Programmeur et écrivain, il pensait que la savoir, la culture devaient être accessibles à tous, c’était ce qu’on appel un hacktiviste.

A 13 ans, il remporte un concours de création de site Internet utile et collaboratif qui lui permet de se rendre au MIT, le célèbre institut américain berceau de la culture hacker. C’est là que parmi un groupe de travail il participera à la création des spécifications RSS 1.0 qui est devenu une partie indispensable du web.

Plus tard, poussé par Y Combinator (Hacker News), il créé une startup baptisée Infogami qui fusionnera avec Reddit que presque tout le monde connait.
Il est aussi à l’origine du framework web.py auquel les pythonistes ont pu s’intéresser.

Très intéressé par la publication (au sens large), il a créé le site Open Library et était un éditeur actif sur Wikipedia.

Dès 2009, Aaron met en pratique les valeurs des hackers qui lui ont sans doute été inculquées lors de son passage au MIT, notamment la nécessité que l’information soit libre et gratuite : lors d’une visite à la cour d’appel des États-Unis pour le septième circuit, il installe un programme perl qui récupère des documents du PACER (Public Access to Court Electronic Records, un service américain de publication des documents de décisions de justice des tribunaux) et les reposte sur le cloud.
18 millions de document sont ainsi récupérés et redonnées à un groupe qui souhaite les publier gratuitement alors que le PACER faisait payer l’accès à ces documents (en France on trouve aussi beaucoup de sites faisant de l’argent de cette façon par exemple pour l’accès à des conventions collectives etc).
Swartz n’aura pas à s’expliquer devant la justice pour cette affaire.

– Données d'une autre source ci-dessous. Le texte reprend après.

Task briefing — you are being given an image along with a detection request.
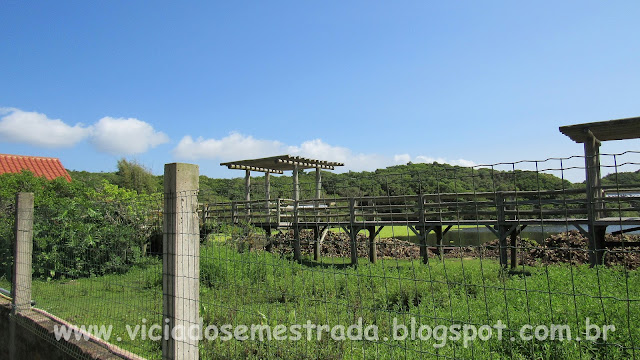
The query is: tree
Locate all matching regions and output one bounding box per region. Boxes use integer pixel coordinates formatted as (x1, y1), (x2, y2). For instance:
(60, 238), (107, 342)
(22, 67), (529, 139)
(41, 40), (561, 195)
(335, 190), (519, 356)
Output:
(115, 159), (159, 194)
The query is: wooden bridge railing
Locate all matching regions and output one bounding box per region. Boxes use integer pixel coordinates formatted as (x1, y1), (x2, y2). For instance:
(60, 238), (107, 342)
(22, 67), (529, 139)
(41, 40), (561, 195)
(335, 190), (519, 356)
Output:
(201, 186), (640, 228)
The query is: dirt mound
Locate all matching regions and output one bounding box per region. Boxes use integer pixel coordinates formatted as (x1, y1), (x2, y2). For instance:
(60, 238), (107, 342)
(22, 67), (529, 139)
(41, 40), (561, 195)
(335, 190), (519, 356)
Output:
(271, 230), (433, 260)
(260, 230), (640, 269)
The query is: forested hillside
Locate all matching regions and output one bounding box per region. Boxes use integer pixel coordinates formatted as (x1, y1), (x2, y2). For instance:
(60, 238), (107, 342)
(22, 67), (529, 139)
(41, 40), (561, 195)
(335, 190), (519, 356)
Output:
(70, 160), (576, 200)
(70, 160), (640, 200)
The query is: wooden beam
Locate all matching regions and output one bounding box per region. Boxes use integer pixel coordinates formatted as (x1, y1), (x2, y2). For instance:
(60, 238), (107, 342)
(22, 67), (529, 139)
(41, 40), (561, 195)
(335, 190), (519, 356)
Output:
(227, 164), (284, 174)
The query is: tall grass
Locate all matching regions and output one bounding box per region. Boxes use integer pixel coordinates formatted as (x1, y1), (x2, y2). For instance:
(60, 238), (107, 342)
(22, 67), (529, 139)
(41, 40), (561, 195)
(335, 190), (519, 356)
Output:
(17, 242), (640, 359)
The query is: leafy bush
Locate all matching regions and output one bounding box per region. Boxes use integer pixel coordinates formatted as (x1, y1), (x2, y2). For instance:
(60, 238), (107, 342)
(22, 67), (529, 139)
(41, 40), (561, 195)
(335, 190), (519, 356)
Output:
(0, 172), (161, 279)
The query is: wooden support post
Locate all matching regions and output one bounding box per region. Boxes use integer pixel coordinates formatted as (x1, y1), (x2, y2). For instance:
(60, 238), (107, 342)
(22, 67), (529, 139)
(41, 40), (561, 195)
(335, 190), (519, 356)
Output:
(498, 225), (509, 267)
(496, 193), (509, 267)
(418, 195), (431, 264)
(316, 168), (322, 199)
(293, 165), (300, 201)
(264, 226), (273, 252)
(244, 170), (251, 217)
(231, 202), (238, 224)
(162, 163), (200, 360)
(589, 225), (607, 266)
(349, 198), (359, 266)
(433, 225), (444, 258)
(369, 226), (378, 264)
(313, 226), (321, 261)
(264, 172), (271, 212)
(293, 165), (302, 262)
(276, 198), (281, 226)
(11, 193), (34, 314)
(510, 231), (518, 269)
(584, 129), (606, 266)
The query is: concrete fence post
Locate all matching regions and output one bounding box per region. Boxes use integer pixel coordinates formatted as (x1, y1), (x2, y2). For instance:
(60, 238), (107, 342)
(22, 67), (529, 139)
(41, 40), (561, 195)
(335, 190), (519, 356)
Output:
(162, 163), (200, 360)
(11, 193), (34, 313)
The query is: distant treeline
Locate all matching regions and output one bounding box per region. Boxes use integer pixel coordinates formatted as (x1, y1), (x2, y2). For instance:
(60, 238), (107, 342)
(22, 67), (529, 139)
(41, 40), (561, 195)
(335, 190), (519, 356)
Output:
(70, 160), (640, 200)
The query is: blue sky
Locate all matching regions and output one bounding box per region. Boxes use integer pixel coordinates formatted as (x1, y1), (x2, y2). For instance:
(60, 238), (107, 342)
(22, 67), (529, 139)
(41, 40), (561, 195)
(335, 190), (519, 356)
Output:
(0, 0), (640, 177)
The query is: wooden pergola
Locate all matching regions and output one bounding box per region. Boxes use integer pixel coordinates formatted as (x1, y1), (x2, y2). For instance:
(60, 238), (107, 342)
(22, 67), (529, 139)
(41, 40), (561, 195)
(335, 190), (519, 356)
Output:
(560, 117), (640, 265)
(220, 155), (344, 201)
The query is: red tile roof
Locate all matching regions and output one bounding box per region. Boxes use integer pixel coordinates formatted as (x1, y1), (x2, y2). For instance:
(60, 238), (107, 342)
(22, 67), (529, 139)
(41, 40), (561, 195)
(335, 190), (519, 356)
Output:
(0, 154), (71, 182)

Début 2011, Aaron récidive en s’attaquant cette fois à JSTOR. Cette librairie électronique fournit des documents académiques pour les étudiants. Aaron disposait d’un accès en temps que membre de l’Université d’Harvard.
Dans un cagibi du MIT il planque un ordinateur portable et un disque externe relié au réseau qui lui permet de récupérer environ 4 million de documents.

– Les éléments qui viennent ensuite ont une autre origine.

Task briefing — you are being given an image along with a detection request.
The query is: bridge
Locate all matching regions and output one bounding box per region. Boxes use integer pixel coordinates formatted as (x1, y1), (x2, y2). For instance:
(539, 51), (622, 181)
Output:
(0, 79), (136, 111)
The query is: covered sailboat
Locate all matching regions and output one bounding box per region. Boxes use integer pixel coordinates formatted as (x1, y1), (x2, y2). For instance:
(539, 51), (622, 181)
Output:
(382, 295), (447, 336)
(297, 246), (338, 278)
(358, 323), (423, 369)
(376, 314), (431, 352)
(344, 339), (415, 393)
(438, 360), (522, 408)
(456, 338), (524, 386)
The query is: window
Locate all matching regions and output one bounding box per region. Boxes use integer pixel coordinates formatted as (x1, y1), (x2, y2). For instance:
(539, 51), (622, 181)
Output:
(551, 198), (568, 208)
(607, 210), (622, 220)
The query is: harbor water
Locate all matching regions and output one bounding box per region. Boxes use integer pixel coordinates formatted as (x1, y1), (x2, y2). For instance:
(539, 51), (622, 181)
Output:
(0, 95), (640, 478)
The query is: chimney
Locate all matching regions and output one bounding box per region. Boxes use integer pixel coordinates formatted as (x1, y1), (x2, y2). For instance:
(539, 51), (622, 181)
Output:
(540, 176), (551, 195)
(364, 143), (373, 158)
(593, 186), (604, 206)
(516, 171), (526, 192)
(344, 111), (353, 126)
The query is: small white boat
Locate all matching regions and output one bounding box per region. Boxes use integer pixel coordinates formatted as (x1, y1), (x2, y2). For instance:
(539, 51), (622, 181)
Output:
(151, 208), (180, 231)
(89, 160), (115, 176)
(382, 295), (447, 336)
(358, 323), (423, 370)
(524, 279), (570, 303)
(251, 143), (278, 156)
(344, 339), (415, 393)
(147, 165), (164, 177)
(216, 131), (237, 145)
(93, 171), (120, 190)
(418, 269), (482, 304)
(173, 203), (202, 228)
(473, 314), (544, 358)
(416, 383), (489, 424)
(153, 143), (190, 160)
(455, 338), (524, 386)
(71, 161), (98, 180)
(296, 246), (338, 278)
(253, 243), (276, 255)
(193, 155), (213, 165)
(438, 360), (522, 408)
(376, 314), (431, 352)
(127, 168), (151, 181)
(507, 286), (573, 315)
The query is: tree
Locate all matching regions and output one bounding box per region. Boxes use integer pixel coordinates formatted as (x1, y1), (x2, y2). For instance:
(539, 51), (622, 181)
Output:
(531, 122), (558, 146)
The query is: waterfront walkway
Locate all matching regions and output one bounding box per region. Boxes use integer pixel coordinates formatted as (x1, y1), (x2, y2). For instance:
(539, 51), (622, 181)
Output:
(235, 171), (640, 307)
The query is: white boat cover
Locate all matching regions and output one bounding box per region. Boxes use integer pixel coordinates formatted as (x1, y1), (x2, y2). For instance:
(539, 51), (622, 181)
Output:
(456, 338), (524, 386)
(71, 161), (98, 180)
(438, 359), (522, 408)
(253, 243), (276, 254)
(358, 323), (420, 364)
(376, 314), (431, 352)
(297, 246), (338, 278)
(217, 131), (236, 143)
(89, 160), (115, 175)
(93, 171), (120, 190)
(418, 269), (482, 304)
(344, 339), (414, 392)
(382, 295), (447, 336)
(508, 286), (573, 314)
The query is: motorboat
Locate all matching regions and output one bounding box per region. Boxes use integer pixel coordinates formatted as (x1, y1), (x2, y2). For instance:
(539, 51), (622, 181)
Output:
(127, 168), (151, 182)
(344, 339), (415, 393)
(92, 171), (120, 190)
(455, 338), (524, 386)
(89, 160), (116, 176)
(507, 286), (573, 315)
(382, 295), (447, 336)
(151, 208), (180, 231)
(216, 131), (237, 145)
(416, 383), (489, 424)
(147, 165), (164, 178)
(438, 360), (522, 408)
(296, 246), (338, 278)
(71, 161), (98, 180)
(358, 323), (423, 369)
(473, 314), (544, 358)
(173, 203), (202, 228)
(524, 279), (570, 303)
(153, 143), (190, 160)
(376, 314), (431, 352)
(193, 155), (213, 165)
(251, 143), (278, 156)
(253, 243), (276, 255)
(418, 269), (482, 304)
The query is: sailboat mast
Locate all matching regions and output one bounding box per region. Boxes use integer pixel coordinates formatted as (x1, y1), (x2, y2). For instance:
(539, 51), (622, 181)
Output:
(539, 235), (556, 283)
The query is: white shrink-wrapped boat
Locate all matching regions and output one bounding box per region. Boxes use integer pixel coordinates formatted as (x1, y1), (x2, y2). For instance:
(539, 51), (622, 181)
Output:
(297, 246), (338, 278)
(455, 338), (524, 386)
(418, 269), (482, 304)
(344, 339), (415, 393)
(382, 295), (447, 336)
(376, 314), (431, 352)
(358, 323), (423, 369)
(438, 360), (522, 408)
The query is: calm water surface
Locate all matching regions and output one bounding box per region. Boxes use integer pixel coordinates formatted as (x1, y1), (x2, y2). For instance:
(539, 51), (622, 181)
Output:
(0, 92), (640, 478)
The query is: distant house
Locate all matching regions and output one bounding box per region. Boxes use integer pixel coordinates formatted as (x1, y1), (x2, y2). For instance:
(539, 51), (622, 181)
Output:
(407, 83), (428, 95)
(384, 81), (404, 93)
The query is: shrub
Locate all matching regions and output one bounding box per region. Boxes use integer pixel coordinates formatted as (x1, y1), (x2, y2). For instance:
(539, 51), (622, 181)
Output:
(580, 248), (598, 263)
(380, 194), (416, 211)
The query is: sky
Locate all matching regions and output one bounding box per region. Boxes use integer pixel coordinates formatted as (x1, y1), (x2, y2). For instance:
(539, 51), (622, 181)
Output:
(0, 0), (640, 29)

En dehors du vol des documents, Aaron est aussi accusé d’avoir crashé sans le vouloir des serveurs de JSTOR (+ l’accès frauduleux au MIT). Le procureur dans cette affaire indique que Swartz comptait mettre les documents sur des sites P2P.
Une peine pouvant aller jusqu’à 35 ans de prison et une amende d’un million de dollars est avancée par le procureur. JSTOR a pourtant abandonné les poursuites. Le MIT ne s’est pas prononcé sur cette affaire, une brèche qui a laissé le dossier ouvert.

Alors en pleine dépression, Aaron est retrouvé mort le 11 janvier. L’histoire fait un scandale sur le web et la colère se dirige en partie vers JSTOR et le MIT mais surtout vers Stephen Heymann, le « procureur persécuteur » qui avait déjà géré le cas de Jonathan James alias Comrade arrêté dans le cadre de l’affaire TJX qui s’était lui aussi suicidé.

Anonymous a lancé une série d’attaques sur les sites du MIT alors que l’Institut a indiqué avoir ouvert une enquête pour déterminer son implication sur le sujet.

JSTOR a de son côté indiqué qu’ils libéreraient 4.5 millions d’articles.
Ils ont été « aidé » malgré eux par Anonymous qui a mis en ligne 33Go de documents leur appartenant.

Le procureur a été vivement critiqué par exemple dans un article d’un confrère ou via le site de commémoration ouvert par la famille.. Comment une telle peine a t-elle pu être avancée alors qu’aucune information n’avait été vérifiée ? En particulier la valeur des documents volés aurait été plus qu’exagéré.
On reproche au procureur d’avoir voulu faire gonfler l’affaire pour sa propre carrière professionnelle.

Récemment, une proposition a été faite pour modifier le Computer Fraud and Abuse Act afin que le non respect des ToS ne puisse pas vous envoyer en prison.